There is no association between CD and chronic hepatitis C.42 Most patients with concurrent CD and hepatitis C have a well-defined route of transmission for hepatitis C.43 Hepatitis C treatment with interferon-α and/or ribavirin may activate silent or latent CD.3,44,45 The clinical relevance of this observation has decreased with the newly available direct active antiviral drugs. Non-response to hepatitis B vaccine given prior to diagnosis of CD is frequent (54%- 68%).46,47 Rate of seroconversion correlated with the amount of gluten ingestion and greater than 95% of CD patients vaccinated after treatment with a GFD may respond.48 HLA-DQ2 may play a role in vaccine non-response.46,49

Nonalcoholic Fatty Liver

The frequency of CD in patients with nonalcoholic fatty liver disease is 3% - 7%.50,51 Screening all patients with nonalcoholic fatty liver disease for CD is controversial. However, a high index of suspicion may result in early diagnosis.
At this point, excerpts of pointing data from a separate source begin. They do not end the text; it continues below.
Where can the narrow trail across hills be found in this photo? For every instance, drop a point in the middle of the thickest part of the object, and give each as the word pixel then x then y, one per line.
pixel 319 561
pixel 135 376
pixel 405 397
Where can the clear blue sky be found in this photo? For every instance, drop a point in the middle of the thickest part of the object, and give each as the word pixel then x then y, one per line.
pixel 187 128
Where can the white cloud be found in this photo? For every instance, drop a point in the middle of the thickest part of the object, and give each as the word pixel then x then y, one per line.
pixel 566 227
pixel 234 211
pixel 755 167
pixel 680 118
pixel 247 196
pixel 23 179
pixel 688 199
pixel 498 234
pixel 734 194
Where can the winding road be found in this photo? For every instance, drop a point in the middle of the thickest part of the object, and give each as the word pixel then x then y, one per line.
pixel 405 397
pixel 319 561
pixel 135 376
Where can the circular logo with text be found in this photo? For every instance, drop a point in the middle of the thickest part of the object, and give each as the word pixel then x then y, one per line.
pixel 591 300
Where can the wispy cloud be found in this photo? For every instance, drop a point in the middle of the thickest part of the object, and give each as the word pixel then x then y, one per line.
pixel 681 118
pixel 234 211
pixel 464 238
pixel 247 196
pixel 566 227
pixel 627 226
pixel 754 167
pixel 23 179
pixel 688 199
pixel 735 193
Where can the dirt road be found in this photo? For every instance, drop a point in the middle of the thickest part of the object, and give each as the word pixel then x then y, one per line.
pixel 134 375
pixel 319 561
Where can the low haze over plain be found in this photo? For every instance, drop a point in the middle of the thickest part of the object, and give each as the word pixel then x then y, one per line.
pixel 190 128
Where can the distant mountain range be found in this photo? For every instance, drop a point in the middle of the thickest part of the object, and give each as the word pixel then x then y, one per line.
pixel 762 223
Active screening is reasonable in patients with nonalcoholic fatty liver disease with unexplained anemia, nutritional deficiencies, and recurrent abdominal symptoms.51 The GFD may improve liver tests in patients with nonalcoholic fatty liver disease and CD, but it is unclear if this effect is independent of nutritional factors.50 Moreover, there is an increased risk of nonalcoholic fatty liver disease (hazard ratio = 2.8) following a GFD and close monitoring of weight is recommended after GFD.52 Increased risk was higher in children and non-overweight CD patients.52,53 Nonalcoholic fatty liver disease risk remains elevated even beyond 15 years after the diagnosis of CD.52

Liver Transplantation

The prevalence of CD in liver transplant patients with end-stage liver disease of multiple causes varied from 3% - 4.3%.23,54 Strict adherence for 6 months to a GFD in a small group of enlisted patients with CD and end-staged liver disease improved liver function to the point that made liver transplant unnecessary. 23,54,55 A large Swedish study showed no increased risk of liver transplantation in diagnosed CD despite increased risk of acute hepatitis, chronic hepatitis, primary sclerosing cholangitis, fatty liver disease, liver failure, liver cirrhosis/fibrosis, and primary biliary cholangitis.17

Mortality of Liver Cause in Celiac Disease

Mortality of liver cause is increased in patients with CD (standardized mortality ratio 3.10) although the absolute risk of liver-related mortality is modest.56

Conclusion

Liver blood tests abnormalities are common in patients with CD. Conversely, abnormal liver blood tests (especially hypertransaminasemia) may be the sole manifestations of unrecognized CD. Celiac hepatitis is the most common liver manifestation of CD and responsive to GFD. Finally, CD may be associated with selected liver conditions especially immune-mediated and the effect of GFD on the progression of coexistent liver disease is unclear.

Abbreviations:

CD

celiac disease

GFD

gluten-free diet

Footnotes

The authors have nothing to disclose.